Now referring to FIG. 4, there is shown an embodiment for creating a hierarchical clustering tree based on the reordered similarity matrix.
According to processing step 400, an empty hierarchical clustering tree structure is created.
It will be appreciated that the empty hierarchical clustering tree structure may be presented according to various formats known to the skilled addressee.
In fact, it will be appreciated that the hierarchical clustering tree structure is a specific data structure used for storing the hierarchy of clusters. When created, the hierarchical clustering tree structure is empty, but when it is used, its size becomes dependent on the number of items comprised in the group.
According to processing step 402, all the items are put into one set and added to the hierarchical clustering tree as the root of the hierarchical clustering tree structure.

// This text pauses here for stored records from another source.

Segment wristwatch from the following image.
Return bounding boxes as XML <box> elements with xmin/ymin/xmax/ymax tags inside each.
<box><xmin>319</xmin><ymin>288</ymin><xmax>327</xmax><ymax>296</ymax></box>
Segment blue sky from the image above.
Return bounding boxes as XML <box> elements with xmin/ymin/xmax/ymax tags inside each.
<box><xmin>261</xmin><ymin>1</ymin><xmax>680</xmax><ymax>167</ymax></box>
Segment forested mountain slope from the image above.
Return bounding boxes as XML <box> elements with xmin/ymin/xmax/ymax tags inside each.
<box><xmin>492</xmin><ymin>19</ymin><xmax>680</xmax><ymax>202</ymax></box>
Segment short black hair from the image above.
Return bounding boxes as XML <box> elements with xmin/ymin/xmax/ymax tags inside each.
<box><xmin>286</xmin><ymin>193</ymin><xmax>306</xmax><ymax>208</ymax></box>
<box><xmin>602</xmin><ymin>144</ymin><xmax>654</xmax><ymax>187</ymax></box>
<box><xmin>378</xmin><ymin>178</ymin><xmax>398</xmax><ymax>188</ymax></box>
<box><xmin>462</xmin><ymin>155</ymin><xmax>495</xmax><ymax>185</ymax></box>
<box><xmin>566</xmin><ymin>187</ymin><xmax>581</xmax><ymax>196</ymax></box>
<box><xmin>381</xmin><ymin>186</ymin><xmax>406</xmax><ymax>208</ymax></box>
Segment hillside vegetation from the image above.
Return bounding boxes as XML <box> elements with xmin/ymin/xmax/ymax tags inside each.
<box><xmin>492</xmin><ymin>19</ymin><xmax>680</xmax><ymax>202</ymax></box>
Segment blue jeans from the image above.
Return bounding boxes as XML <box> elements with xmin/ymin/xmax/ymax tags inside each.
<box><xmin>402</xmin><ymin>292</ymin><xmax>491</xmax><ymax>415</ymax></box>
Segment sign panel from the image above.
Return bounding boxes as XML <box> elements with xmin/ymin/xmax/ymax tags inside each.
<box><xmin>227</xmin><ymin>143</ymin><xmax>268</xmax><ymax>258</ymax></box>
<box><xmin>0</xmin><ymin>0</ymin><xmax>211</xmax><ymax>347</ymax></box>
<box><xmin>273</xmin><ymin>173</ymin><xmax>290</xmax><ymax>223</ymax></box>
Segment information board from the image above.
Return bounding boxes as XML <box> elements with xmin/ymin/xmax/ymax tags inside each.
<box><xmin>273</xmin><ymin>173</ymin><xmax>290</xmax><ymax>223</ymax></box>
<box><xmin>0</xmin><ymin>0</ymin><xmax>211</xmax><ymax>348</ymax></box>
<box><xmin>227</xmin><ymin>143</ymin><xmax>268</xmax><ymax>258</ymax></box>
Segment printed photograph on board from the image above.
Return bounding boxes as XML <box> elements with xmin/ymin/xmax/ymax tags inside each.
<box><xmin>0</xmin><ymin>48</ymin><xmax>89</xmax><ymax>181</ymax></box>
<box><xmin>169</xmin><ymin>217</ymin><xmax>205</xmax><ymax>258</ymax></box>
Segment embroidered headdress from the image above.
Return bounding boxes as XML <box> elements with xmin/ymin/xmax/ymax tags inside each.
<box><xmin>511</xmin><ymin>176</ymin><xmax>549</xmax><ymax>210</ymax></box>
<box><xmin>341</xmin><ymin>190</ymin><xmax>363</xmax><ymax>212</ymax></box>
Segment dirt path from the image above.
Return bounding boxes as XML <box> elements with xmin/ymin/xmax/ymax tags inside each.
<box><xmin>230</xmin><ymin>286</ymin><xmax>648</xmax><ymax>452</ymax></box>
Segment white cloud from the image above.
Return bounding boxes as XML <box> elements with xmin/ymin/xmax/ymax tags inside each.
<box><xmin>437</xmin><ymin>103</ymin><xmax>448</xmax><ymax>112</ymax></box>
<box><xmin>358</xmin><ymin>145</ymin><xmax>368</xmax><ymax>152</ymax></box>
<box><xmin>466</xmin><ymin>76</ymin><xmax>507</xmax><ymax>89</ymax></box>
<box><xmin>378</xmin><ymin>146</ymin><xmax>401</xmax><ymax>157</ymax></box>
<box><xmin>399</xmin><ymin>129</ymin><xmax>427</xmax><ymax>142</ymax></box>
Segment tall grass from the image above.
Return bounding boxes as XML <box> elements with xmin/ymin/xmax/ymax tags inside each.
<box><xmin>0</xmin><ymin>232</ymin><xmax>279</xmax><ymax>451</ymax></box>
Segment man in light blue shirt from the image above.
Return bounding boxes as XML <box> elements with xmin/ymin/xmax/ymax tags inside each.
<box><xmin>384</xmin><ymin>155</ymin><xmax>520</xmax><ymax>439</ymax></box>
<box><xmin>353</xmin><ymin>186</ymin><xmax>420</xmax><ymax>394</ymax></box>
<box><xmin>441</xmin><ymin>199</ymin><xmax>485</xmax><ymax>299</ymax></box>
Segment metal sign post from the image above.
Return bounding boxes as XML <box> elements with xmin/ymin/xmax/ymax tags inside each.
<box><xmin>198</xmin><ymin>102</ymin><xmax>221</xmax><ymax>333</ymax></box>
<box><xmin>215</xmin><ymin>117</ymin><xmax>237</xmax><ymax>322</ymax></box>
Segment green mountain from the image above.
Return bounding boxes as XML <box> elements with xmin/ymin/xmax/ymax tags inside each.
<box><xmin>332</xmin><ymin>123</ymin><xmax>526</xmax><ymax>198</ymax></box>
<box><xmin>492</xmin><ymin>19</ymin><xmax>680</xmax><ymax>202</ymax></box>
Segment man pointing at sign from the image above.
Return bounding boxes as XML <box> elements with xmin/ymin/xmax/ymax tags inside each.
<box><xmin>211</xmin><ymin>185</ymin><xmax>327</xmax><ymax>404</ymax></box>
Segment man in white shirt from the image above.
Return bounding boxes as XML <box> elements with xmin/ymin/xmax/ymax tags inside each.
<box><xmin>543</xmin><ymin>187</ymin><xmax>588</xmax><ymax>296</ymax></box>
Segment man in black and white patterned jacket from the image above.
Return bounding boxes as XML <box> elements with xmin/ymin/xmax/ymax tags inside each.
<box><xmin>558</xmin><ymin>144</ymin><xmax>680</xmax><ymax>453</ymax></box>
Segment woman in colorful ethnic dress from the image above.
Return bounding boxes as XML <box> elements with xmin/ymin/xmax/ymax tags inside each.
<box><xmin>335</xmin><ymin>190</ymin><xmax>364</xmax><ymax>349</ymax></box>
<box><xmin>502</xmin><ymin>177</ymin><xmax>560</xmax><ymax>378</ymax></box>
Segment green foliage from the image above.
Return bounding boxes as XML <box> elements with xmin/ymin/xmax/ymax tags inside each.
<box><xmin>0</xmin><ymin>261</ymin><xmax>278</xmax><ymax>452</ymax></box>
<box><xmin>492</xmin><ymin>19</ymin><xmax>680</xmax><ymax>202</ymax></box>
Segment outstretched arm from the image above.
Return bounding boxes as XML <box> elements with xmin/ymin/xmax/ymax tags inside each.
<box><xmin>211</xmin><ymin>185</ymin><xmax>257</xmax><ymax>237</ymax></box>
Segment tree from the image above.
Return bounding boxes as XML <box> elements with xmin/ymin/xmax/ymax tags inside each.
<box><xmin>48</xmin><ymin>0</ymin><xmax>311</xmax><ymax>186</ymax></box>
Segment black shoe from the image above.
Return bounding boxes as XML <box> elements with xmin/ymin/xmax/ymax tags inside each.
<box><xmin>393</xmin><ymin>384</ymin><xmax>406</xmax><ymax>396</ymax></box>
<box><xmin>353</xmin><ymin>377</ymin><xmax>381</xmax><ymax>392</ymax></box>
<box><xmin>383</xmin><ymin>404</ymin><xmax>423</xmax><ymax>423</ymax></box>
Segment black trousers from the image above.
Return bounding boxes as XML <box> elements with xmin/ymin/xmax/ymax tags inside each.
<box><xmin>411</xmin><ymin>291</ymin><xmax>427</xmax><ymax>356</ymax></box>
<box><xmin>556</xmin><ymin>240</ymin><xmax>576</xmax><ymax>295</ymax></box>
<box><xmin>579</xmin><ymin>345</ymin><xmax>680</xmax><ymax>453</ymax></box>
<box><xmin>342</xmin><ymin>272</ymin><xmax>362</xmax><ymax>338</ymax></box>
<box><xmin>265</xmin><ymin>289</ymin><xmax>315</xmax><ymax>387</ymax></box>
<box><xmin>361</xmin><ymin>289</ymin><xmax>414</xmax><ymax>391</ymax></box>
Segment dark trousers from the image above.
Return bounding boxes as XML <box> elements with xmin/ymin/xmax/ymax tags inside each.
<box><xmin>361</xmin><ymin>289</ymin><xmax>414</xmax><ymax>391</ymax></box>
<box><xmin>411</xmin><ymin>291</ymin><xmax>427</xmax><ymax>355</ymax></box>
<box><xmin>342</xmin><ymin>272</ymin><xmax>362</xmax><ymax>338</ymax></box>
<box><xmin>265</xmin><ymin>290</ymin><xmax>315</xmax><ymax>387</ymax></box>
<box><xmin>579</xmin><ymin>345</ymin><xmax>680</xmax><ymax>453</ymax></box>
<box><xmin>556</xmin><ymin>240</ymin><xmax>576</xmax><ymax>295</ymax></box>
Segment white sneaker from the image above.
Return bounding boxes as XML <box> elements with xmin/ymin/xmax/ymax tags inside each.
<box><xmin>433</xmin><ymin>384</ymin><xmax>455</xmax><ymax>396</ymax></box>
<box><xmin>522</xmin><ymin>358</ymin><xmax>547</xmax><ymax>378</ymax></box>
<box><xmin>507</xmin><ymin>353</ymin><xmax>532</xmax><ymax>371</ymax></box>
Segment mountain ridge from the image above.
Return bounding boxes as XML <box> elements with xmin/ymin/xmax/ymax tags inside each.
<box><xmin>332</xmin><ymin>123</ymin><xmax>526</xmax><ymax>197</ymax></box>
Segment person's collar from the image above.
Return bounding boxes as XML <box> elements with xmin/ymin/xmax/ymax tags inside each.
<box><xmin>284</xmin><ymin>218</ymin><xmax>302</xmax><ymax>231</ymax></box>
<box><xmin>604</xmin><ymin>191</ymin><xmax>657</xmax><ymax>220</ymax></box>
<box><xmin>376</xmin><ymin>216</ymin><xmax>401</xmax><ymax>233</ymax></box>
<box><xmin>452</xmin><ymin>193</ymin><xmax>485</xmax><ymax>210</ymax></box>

According to processing step 404, a next leaf in the hierarchical clustering tree is picked.
According to processing step 406, a check is made in order to find out if the size of the leaf is greater than one (1).
This means that more than one item are located in the leaf.
In the case where the size of the leaf is greater than one (1) and according to processing step 408, the leaf is set as the parent and divided into two clusters of items.
Now referring to FIG. 5, there is shown an embodiment for setting the leaf as the parent and dividing it into two clusters of items.
According to processing step 500, an indication of a set of items is obtained.
According to processing step 502, the submatrix of the quasi-diagonalized similarity matrix corresponding to the items in the set of items is selected.
According to processing step 504, a matrix measure is computed for all the possible split points (N split points).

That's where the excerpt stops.